The Ghost Goes West (Fantôme à vendre, 1935), tourné pour la London Film, renouait avec la comédie légère, chère à Clair, dans un style fantastique rehaussé par le jeu brillant de Robert Donat dans le double rôle du propriétaire et du fantôme du manoir. Comme à l’habitude, le scénario fut écrit par René Clair lui-même : « Au début du parlant de très nombreux scénaristes pensaient que leur travail ne devait pas être revu et corrigé par le metteur en scène, lequel aurait dû se contenter d’être un directeur de scène comme au théâtre. En outre, les méthodes tyranniques des producteurs tendaient à scinder nettement ces rôles, de manière à contrôler chaque phase de fabrication. Ce n’est pas un hasard si les producteurs ne supportaient pas des personnes comme Chaplin et le sous-signé qui voulaient suivre le film dans ses différents moments. »
Toujours en Angleterre, René Clair tourna en 1937 Break the News (Fausses Nouvelles), autre suite burlesque d’épisodes hilarants, racontant la tentative de deux acteurs pour arriver au succès ; ce film bénéficia de l’interprétation de Jack Buchanan et de Maurice Chevalier. Il s’agissait d’une nouvelle version du film Le Mort en fuite, une production française de 1936 dont René Clair avait acquis les droits afin de la refaire à sa guise. Un peu plus tard, René Clair admit que le film était assez mince et sans grand intérêt.
UN PARISIEN EN AMÉRIQUE
Après ce film, René Clair se consacra à divers projets, qui ne purent aboutir, comme Wonder Hero, Voyage surprise, Rue de la gaîté, Air pur, et décida de gagner les Etats-Unis et de s’établir à Hollywood, rejoignant ainsi d’autres Français qui avaient fui l’Europe en guerre. Le premier film de sa période américaine fut The Flame of New Orleans (La Belle Ensorceleuse, 1941), une comédie brillante dont Clair ne fut pourtant pas très satisfait.

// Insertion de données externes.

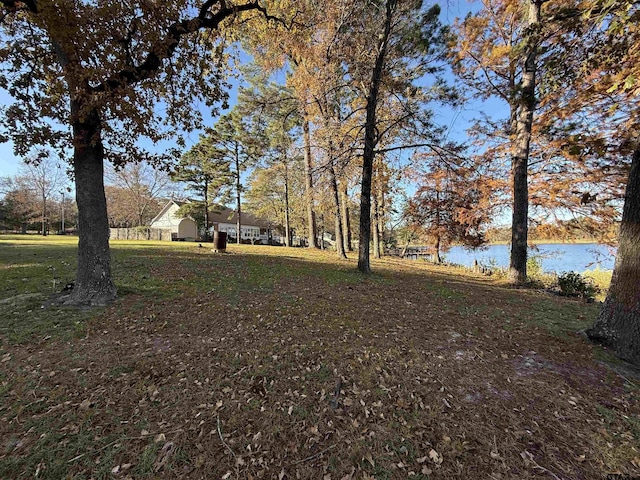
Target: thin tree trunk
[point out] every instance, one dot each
(238, 193)
(336, 205)
(437, 249)
(381, 224)
(44, 212)
(308, 175)
(376, 231)
(406, 245)
(618, 325)
(93, 284)
(287, 231)
(370, 142)
(519, 224)
(346, 221)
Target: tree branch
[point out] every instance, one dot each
(167, 45)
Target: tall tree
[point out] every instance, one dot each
(139, 188)
(46, 177)
(497, 53)
(603, 63)
(522, 145)
(454, 203)
(88, 75)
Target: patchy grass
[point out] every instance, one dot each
(267, 362)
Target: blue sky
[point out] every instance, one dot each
(457, 120)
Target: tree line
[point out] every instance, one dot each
(363, 82)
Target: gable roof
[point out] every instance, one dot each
(221, 214)
(166, 207)
(226, 215)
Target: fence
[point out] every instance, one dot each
(163, 234)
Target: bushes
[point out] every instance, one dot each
(573, 284)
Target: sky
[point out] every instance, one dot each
(457, 120)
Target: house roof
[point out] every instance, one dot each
(223, 214)
(165, 208)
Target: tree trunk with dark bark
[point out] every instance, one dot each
(346, 221)
(308, 176)
(524, 122)
(44, 212)
(93, 285)
(238, 193)
(376, 223)
(287, 229)
(370, 141)
(381, 224)
(618, 325)
(206, 208)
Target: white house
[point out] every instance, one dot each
(180, 227)
(253, 229)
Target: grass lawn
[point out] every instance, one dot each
(283, 363)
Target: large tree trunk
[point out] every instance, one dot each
(381, 224)
(618, 325)
(238, 194)
(308, 175)
(287, 229)
(336, 205)
(346, 221)
(206, 208)
(93, 285)
(519, 224)
(376, 223)
(44, 213)
(436, 247)
(370, 141)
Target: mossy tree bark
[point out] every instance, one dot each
(93, 285)
(618, 325)
(524, 123)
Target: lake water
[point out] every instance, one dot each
(554, 257)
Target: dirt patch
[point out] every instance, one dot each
(408, 373)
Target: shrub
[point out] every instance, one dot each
(573, 284)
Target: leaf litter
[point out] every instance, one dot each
(310, 379)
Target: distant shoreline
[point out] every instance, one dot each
(549, 242)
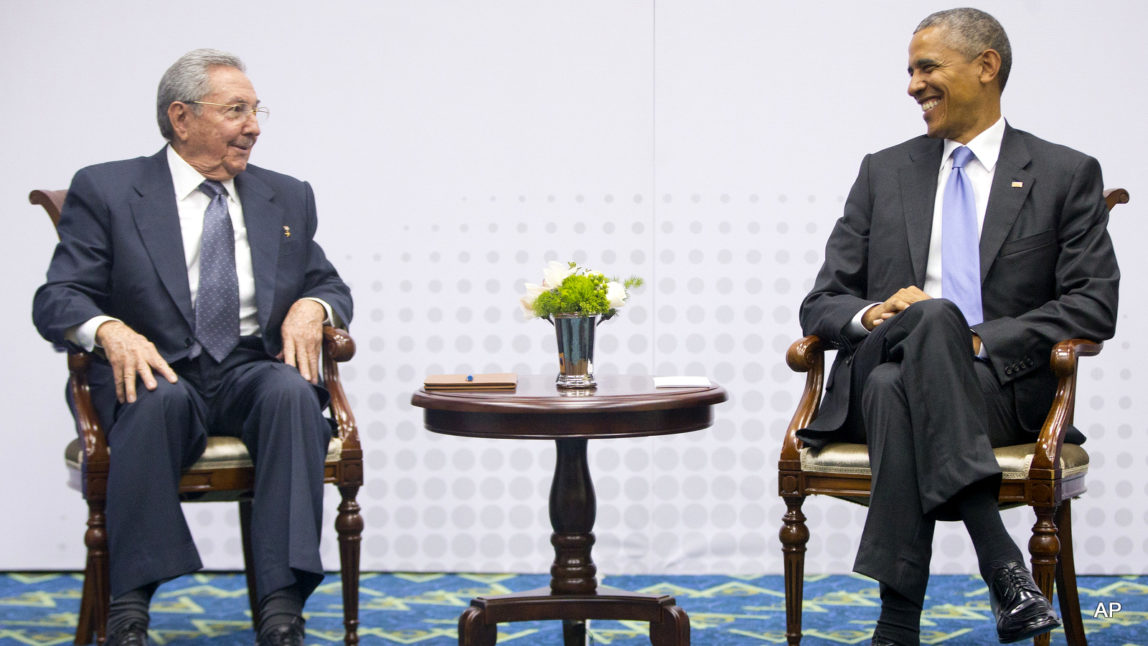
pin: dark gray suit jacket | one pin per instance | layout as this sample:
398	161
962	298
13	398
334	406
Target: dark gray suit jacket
1047	266
121	254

« J’aurais voulu tourner un film avec Deanna Durbin, expliqua le cinéaste, une fille que j’admirais beaucoup. Mais Deanna était sous contrat avec Universal, qui me répondit que l’actrice avait bien d’autres films au programme. Ils me proposèrent un film avec Marlene Dietrich, que j’estimais fort peu, mais telles étaient les lois de Hollywood. Le résultat ne fut pas heureux. »
Par la suite, Clair remplaça Hitchcock dans un épisode de Forever and a Day (Et la vie recommence, 1943), un film de propagande pour la Croix-Rouge interprété par des acteurs anglais réfugiés à Hollywood : « Le film ne m’intéressait pas beaucoup… J’étais considéré comme anglais parce que j’avais vécu en Grande-Bretagne… Ce fut la seule fois où je dus diriger des scènes qui n’avaient pas été écrites par moi. » Il faut rappeler à ce sujet que le nom de René Clair n’est pas mentionné dans le scénario de certains de ses films tournés en Grande-Bretagne et à Hollywood, bien que, comme à son habitude, il ait travaillé en étroite collaboration avec les scénaristes.

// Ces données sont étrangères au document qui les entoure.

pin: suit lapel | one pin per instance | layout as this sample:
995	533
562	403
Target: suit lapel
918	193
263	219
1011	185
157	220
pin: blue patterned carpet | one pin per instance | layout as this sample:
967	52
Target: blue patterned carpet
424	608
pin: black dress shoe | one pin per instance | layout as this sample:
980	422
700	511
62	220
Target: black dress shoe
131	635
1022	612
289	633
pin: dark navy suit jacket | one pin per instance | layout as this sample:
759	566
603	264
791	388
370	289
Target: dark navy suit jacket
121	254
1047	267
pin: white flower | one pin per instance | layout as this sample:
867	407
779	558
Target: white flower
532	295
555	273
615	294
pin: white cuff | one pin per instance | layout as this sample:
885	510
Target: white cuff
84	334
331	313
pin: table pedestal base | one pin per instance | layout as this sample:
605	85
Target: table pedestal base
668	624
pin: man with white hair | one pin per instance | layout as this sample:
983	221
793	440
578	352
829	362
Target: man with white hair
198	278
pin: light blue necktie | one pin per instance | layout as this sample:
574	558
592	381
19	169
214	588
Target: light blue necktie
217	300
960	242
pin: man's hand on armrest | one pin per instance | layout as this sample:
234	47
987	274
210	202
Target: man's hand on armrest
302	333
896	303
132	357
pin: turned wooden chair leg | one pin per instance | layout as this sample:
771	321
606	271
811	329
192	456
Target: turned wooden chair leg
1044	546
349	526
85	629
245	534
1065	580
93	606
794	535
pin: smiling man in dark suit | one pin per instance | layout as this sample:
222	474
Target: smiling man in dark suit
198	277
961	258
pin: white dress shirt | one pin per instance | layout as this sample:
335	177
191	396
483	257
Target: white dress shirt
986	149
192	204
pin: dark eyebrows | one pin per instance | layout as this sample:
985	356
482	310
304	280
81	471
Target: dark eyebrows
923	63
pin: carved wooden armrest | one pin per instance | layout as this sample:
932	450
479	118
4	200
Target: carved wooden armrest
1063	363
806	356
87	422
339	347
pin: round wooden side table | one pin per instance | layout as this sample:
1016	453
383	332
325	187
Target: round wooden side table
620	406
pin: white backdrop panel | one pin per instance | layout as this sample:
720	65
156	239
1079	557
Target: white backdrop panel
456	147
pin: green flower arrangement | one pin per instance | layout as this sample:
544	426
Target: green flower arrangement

Un peu plus tard, le metteur en scène eut l’occasion de revenir à sa vieille passion pour la féerie et le fantastique, qui avaient marqué ses premiers films muets, de Paris qui dort (1923) au Voyage imaginaire (1925). L’occasion lui fut offerte par Ma femme est une sorcière (I Married a Witch, 1942), une comédie d’inspiration vaudevillesque, reposant sur des quiproquos et des actions parallèles, où la magie, la fantaisie et la réalité se rejoignent pour former une frénétique farandole.

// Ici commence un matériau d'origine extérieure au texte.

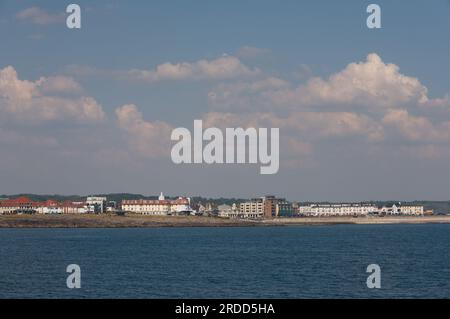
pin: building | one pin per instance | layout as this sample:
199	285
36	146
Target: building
160	206
96	204
399	209
20	205
359	209
261	207
342	209
285	209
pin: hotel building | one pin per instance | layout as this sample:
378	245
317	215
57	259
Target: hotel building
160	206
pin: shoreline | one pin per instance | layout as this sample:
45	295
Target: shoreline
139	221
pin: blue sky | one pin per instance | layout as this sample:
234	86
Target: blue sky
292	41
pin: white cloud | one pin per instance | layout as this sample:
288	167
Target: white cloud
225	67
417	128
250	51
148	139
37	15
58	84
28	101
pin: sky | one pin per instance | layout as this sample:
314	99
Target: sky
364	114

Le film, tourné avec les gros capitaux de la Paramount en trente-trois jours seulement, mit en vedette une petite star blonde, alors tout à fait inconnue, qui s’appelait Veronica Lake. Son interprétation pleine de charme, aux côtés de Fredric March, contribua pour beaucoup au succès du film et donna un coup de pouce décisif à la carrière de l’actrice.
Le goût de Clair pour le bizarre et le fantastique trouva aussi à s’exprimer dans It Happened Tomorrow (C’est arrivé demain, 1944), histoire d’un reporter, Larry Stevens, qui parvient à lire les journaux du lendemain. Pour Clair, ces films – ainsi qu’il l’affirma lui-même étaient un moyen d’échapper à la volonté de réalisme qui dominait alors le cinéma américain, vers lequel il ne se sentait pas du tout attiré. Le succès rencontré par I Married a Witch l’aida à se libérer des lourdes contraintes auxquelles le système mis en place par les « majors » compagnies de Hollywood soumettait les metteurs en scène.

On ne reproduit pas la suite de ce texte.